Preguntas Frecuentes
¿Se puede usar un modelo cuantizado a 1-bit en producción?
Depende del use case. Si necesitás calidad igual a FP16, no. Si tolerás 5-8% pérdida de precisión pero ganás 2-6x speedup + 38x menos consumo, sí. BitNet b1.58 ya está en producción en algunos sitios. 1.00 bpp strict binary, aún no.
¿Puedo ejecutar un LLM 30B en mi CPU sin GPU?
Con cuantización extrema (1.3-1.58 bpp), sí, aunque lentamente. Un 30B en 1.58 bpp pesa ~6 GB. Una CPU moderna (16+ cores) lo ejecuta, pero el token throughput será bajo (~5-20 tokens/segundo en CPU, vs 100-500 en GPU). Para chat interactivo, es lento pero funciona. Para batch processing, acceptable.
¿Qué es la matriz Hessian en cuantización?
Una matriz de sensibilidad: te dice para cada parámetro, qué tanto afecta el error de cuantización a la pérdida total del modelo. Parámetros con alto valor Hessian son críticos; bajos valores, decorativos. Sirve para cuantizar inteligentemente: menos bit para los no-críticos, más para los críticos.
¿Puedo cuantizar un modelo ya entrenado o necesito entrenar desde cero?
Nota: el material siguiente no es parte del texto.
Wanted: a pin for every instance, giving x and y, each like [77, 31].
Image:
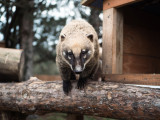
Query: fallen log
[11, 64]
[103, 99]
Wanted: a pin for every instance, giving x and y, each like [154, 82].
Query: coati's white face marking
[89, 52]
[64, 53]
[78, 53]
[78, 68]
[69, 57]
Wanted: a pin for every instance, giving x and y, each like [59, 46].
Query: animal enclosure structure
[131, 40]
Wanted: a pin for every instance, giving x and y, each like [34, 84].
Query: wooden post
[112, 55]
[11, 64]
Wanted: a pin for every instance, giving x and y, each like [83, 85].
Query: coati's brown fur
[78, 53]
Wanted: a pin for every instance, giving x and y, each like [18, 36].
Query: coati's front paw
[67, 86]
[81, 83]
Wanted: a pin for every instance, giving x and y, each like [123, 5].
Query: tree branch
[105, 99]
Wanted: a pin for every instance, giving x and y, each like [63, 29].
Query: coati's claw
[67, 86]
[81, 83]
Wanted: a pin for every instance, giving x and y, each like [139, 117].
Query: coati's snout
[77, 59]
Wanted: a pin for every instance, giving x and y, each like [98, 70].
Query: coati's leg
[66, 75]
[81, 82]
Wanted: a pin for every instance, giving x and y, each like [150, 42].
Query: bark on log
[11, 65]
[104, 99]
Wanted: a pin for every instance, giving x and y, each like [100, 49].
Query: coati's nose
[78, 69]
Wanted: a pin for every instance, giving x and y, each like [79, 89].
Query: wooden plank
[107, 4]
[2, 44]
[140, 64]
[141, 79]
[48, 77]
[112, 55]
[86, 2]
[141, 42]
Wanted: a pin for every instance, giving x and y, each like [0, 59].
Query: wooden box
[131, 41]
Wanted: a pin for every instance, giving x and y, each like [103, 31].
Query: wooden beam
[2, 44]
[142, 79]
[86, 2]
[112, 55]
[116, 3]
[104, 99]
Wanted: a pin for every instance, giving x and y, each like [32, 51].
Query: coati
[78, 53]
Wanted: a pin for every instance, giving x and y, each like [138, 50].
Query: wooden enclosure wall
[141, 43]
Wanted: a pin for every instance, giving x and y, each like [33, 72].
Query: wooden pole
[112, 54]
[11, 64]
[105, 99]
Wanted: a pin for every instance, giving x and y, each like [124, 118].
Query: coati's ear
[90, 36]
[63, 37]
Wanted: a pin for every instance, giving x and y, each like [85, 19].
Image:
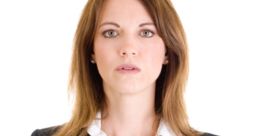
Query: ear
[92, 60]
[166, 61]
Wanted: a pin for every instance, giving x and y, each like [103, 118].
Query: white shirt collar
[95, 128]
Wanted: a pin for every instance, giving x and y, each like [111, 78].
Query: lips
[128, 68]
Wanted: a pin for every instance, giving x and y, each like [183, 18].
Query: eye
[147, 33]
[110, 34]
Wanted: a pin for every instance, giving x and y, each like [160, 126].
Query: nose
[124, 52]
[128, 48]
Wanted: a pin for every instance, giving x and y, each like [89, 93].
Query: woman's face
[128, 52]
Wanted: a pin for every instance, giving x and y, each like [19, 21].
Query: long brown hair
[86, 83]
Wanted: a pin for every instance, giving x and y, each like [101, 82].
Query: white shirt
[95, 128]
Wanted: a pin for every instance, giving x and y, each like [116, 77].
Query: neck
[125, 114]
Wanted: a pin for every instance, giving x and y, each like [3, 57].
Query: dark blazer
[51, 130]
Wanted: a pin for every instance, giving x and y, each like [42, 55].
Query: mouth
[128, 68]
Puedes cuantizar post-entrenamiento (PTQ) en minutos. Resultados: 5-10% pérdida típicamente. Si necesitás mejor calidad, puedes hacer QAT (fine-tuning durante cuantización), que toma horas/días pero logra 2-3% pérdida. SALOMI usa técnicas que hacen PTQ más cercano a QAT sin el costo de re-entrenar.
¿SALOMI es una herramienta que puedo descargar o es solo research?
SALOMI está disponible en GitHub como repositorio de investigación. Incluye código para reproducir los experimentos, pero no es una herramienta lista para producción. Es más un set de técnicas documentadas y un benchmark para entender los límites reales de extreme quantization. Puedes usarlo para investigación o como base para tu propia implementación.
Conclusión
SALOMI cambió la conversación sobre cuantización extrema de “¿podemos llegar a 1-bit?” a “¿cuál es el costo real de cada paso?”. Lo que encontró fue más maduro que el hype: no hay solución mágica de 1-bit puro, pero 1.2-1.35 bpp con técnicas sofisticadas (Hessian-guided, mixed precision, vector quantization) funciona bien en la práctica.
Eso importa porque abre puerta a IA en edge. Subís un modelo 30B cuantizado a dispositivo con 8GB RAM, arrancá en CPU sin GPU, y ejecutá. No es rápido, pero es viable. Para aplicaciones offline (análisis local, privacidad, bajo costo), eso es game-changer (sin exagerar).
¿Qué hacer si estás experimentando? Probá SALOMI si buscás entender los límites teóricos. Usá BitNet b1.58 si necesitás producción hoy. Montoreá la comunidad porque en 2026 se están probando nuevas técnicas semanalmente. Y si trabajás en infraestructura o edge, esta es la onda: menos GPU, más CPU eficiente, más privacía.